Sarah - 2012-04-30 18:15:52

My husband (whose recipe list before I met him consisted of PB&J, George Forman chicken with american cheese and cheetos, and now a very happy vegetarian!) gobbled this cauliflower mac & cheese up quicker than you can say "what in the heck is nutritional yeast?!" I substitute milk for soymilk (sweeter and thicker), I don't use nearly that much shredded cheese and I like to use just a little bit of parmesan for big flavor. I love this recipe so much, I use the cheese sauce recipe on everything; pan-browned mushrooms, or drizzled (more like dumped) over a bed of wilted kale... my hands...

Julia - 2012-04-25 16:29:23

Power Points 7 per serving

Alita Page - 2012-04-25 04:03:28

Lauren, I prefer it even more reheated so I make extra. :) I also add about a tsp of stone ground mustard to the sauce. I have left off breadcrumbs for my gluten free friends.

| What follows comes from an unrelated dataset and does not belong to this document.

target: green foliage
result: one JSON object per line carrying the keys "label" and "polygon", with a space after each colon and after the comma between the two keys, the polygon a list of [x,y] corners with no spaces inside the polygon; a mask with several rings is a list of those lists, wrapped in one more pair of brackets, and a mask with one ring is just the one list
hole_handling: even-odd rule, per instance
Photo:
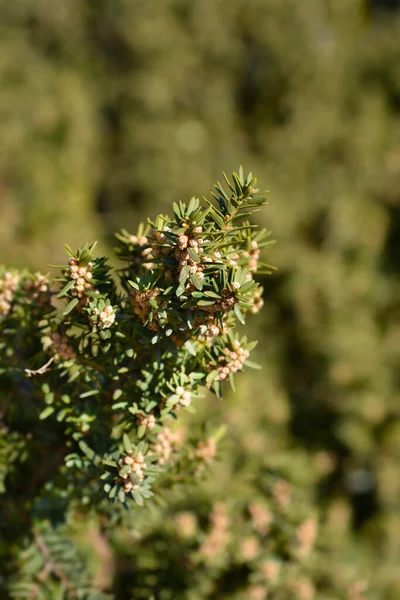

Cassie - 2012-04-23 20:23:17

Oh how I have missed mac'n'cheese!!! This is a MUST TRY!!!

Kristie - 2012-04-22 02:25:31

This was delicious. We didnt have as much cauliflower as was called for, so we added some gluten free noodles as well. Everyone had second helpings

Amy Galvis - 2012-04-18 17:26:30

Nutritional yeast is hard to come by in this area, so I used my substitution bible and it suggested using Parmesan. It tasted great. We didn't have fresh bread in the house so I used Panko breadcrumbs for the top and soymilk in place of cow's milk. Made a great side dish with green beans and a veggie burger!

Kristen - 2012-04-10 13:22:03

Really tasty!!!!

Debbie Collarin - 2012-04-09 20:42:11

Very good! Added some noodles too and everyone liked it.

Kate - 2012-04-07 22:28:28

I made this once and it was delicious. Does anyone know how well this keeps if made a day ahead and then reheated?

Lauren Frost - 2012-04-06 02:37:07

I added red bell pepper for color but otherwise made as written. Very delicious! I've never cooked with nutritional yeast. Served it with meatloaf which complimented it well.